Source: Zephyr StyleADVISOR
This graph might not be too interesting if one only looks at a single year. It’s chunky and doesn’t seem to tell you too much. However, if you were to expand the time horizon to something larger like 20 years, the picture becomes much more informative.
Source: Zephyr StyleADVISOR
The worst one-month return over the last 20 years was -16.79% and the best was 10.93%. Returns were positive (green area) 63.3% of the time whereas returns were negative (red area) 36.7% of the time. Roughly 74% of the returns fell somewhere between -5% and +5%. This graph gives us an excellent idea of what the overall distribution of returns looks like.
The omega ratio is derived from this graph. The green area, the gains, represents the count and scale of monthly returns that fall above a minimum accepted return (MAR), in this case set to 0%. Ideally, this green area would be quite large. The red area, on the other hand, represents the count and scale of observations that fall below the MAR, the losses. One would hope this area to be as small as possible. Omega is calculated by dividing the good, green area by the bad, red area[1].
The omega ratio can help advisors understand how well an investment strategy or alternative approach mitigates tail risk. Advisors will want to compare the omega ratios of a few funds to properly assess this.
Using the Defined Risk Strategy (DRS) as an example, the DRS Select Composite has historically done a good job mitigating losses. However, there is a cost to this: The price of protecting on the downside is to give up some of the returns on the upside. The graph below illustrates this trade-off.
Source: Zephyr StyleADVISOR. The S&P 500 Index is an unmanaged index and cannot be invested into directly. Past performance is no guarantee of future results. DRS results are from the DRS Select Composite, net of all fees, from July 7, 1997 to June 30, 2017.
The S-graph for the DRS Select Composite is narrower than the S-graph for the S&P 500. The area encapsulated by the count and scale of returns less than 0% (i.e., the downside omega) is smaller than that of the S&P 500—a good thing. However, the trade-off is the upside omega area, representing the count and scale of returns greater than 0%, which is less than that of the S&P 500.
It has always been Swan’s philosophy that protecting against losses is more important than capturing all of the upside gains. The graphs below illustrate how the DRS Select Composite’s history reflects this bias between the months of July 7, 1997 and June 30, 2017.
Source: Zephyr StyleADVISOR, Swan Global Investments. The Barclays U.S. Aggregate Bond Index and the S&P 500 Index are unmanaged indices and cannot be invested into directly. DRS results are from the DRS Select Composite, net of all fees, from July 7, 1997 to June 30, 2017. Past performance is no guarantee of future results. Structures mentioned may not be available within your Broker/Dealer.
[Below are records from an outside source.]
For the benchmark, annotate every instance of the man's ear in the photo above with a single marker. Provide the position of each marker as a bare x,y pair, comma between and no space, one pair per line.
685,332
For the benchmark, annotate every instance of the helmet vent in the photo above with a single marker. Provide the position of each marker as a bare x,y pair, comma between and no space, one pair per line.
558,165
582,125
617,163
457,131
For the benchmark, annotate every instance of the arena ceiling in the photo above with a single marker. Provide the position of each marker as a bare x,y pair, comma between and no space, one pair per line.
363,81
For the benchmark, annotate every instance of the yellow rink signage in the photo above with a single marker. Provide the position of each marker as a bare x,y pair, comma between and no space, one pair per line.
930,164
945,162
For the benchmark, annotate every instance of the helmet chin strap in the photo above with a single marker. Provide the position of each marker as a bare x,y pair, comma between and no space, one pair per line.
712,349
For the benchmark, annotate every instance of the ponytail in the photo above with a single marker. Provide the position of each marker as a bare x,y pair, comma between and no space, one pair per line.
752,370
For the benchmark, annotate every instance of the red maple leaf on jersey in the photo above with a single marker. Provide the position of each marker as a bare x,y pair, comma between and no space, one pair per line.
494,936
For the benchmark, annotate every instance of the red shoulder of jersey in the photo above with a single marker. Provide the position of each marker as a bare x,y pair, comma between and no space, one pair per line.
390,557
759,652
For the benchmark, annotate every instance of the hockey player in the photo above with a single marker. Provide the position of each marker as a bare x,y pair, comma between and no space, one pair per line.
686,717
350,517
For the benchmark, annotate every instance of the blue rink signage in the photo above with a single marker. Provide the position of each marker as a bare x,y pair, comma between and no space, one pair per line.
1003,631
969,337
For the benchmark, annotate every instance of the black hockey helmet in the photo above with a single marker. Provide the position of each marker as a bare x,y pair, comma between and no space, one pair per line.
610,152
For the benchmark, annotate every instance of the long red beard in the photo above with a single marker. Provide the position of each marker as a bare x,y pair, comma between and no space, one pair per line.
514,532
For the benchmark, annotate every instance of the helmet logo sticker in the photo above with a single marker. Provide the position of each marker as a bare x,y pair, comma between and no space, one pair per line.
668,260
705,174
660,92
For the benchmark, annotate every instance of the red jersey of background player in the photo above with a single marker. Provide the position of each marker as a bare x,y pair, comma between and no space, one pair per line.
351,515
You can quantify this trade-off by dividing the upside omega by the downside omega to get the overall omega ratio. For the DRS, the omega is 2.09, whereas the omega for the S&P 500 is 1.49. As stated earlier, one would hope to have larger omega numbers; this means the ratio between the good and bad areas of the distribution is skewed more to the positive with the DRS.
The omega ratio for the DRS is slightly less than that of the hedge fund index, 2.09 versus 2.13. The DRS has more upside omega (1.38 vs 1.04) but also more downside area (0.66 vs 0.49). At the end of the day, the trade-off between upside and downside is roughly equal between the two.